The Sisters of Providence was a group of religious women who settled on the Wabash River near Terre Haute in 1840. Their leader, Mother Theodore Guerin, studied medicine and pharmacy in France. As was the “Rule”, Sisters were “expected to have a knowledge of the elements of pharmacy so as to render service when necessary.”
In May of 1861, a measles epidemic threatened the soldiers at Camp Morton. Because of their informal nursing training, Governor Morton asked the Sisters of Providence for assistance. A recently built $30,000 hospital stood vacant in Indianapolis. The Daily Journal of June 18, 1861, described their work this way: the Sisters “took charge of the cooking, cleaning, washing and general housekeeping.” The hospital needed a thorough cleaning before it could be used so their first request, was for “men who knew dirt when they saw it.”

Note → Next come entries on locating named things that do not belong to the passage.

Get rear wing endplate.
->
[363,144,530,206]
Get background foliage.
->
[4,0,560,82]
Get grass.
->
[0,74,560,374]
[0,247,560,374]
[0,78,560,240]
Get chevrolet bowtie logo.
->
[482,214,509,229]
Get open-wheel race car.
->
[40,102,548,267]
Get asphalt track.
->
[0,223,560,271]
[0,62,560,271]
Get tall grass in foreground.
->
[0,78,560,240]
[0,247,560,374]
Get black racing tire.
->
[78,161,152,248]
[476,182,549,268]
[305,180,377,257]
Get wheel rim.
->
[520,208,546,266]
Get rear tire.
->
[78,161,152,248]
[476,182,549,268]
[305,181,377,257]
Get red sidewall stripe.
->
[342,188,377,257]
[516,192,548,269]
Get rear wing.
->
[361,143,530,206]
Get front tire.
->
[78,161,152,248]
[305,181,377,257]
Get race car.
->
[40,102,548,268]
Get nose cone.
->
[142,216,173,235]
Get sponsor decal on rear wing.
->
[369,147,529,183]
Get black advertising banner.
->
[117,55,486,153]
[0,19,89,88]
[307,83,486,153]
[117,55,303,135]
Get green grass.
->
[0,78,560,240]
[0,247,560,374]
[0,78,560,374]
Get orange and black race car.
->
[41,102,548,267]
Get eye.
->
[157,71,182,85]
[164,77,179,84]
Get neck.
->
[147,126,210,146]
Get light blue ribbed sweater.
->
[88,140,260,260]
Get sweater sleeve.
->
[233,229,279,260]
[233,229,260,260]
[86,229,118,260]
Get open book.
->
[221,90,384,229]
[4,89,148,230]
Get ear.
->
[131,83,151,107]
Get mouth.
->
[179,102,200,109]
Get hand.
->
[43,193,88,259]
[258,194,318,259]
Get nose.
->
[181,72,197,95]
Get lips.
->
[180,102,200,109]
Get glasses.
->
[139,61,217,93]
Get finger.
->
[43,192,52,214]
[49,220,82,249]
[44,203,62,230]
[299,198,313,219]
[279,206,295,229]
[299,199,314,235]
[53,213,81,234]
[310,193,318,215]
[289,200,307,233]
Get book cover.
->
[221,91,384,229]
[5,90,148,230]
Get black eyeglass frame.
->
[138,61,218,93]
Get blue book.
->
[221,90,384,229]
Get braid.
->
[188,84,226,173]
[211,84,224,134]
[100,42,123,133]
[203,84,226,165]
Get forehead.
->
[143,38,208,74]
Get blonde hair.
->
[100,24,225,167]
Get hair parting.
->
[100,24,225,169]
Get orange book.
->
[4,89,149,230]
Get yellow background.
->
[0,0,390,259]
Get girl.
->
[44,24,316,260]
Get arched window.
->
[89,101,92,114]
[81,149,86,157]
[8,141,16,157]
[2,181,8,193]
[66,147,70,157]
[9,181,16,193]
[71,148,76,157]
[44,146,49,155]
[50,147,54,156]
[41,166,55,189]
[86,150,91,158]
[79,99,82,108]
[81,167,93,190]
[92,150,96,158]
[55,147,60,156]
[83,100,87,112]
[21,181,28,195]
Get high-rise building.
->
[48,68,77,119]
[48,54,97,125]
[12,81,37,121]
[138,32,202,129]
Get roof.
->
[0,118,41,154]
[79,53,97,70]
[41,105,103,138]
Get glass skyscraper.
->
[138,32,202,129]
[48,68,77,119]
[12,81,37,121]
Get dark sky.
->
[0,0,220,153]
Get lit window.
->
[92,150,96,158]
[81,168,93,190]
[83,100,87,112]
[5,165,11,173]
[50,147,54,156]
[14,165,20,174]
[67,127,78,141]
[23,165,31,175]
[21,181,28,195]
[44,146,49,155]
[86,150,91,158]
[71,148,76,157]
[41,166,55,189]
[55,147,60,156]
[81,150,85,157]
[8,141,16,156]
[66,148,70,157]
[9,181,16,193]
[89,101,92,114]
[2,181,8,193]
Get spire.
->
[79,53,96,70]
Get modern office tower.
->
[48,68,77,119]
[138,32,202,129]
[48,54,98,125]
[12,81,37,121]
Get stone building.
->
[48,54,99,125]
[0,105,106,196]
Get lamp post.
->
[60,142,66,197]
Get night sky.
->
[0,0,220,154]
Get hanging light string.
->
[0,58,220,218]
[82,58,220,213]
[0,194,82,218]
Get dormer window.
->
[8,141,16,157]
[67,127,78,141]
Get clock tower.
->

After the rooms were cleaned to the walls, patients took up residence. Just behind the scene of the battle was the field hospital. Slightly wounded men, who were able, walked here. Others had to be carried by litter bearers on stretchers or in carts. At this primary station the bleeding was stopped, wounds were bandaged, and opiates were administered. Regimental surgeons with boxes of medications treated the soldiers as they arrived. Within a few days, they evacuated those who were able to travel to a general hospital. General hospitals early in the war and field hospitals near the battle scene utilized any convenient building. This could be a mill, church, school, or farm house, even a stable might be used.
Boards placed across chairs or benches became the flat surface for an operating table. In the beginning each regiment set up a hospital and treated only members of its own unit. This proved very inefficient and wasteful of resources. Over the first two years regimental hospitals combined to make brigade and then division and finally by 1863 corps level hospitals. A division hospital served seven to eight thousand (7,000-8,000) soldiers. It took about 20 wagons to carry the tents, supplies, and equipment necessary for a hospital.
Two styles of general hospital plans became popular during the Civil War. The pavilion style had a number of buildings attached to a central area for cooking, laundry, and administration. The isolated style had separate buildings or huts similar to the ones used during the Crimean War by the British. In all the hospitals, fresh air was thought to be healthy. There were lots of windows that were regularly thrown open in all seasons. Foul air was called “noxious effuvia”.
As the war years lengthened, improvements in sanitation did away with much of this bad air.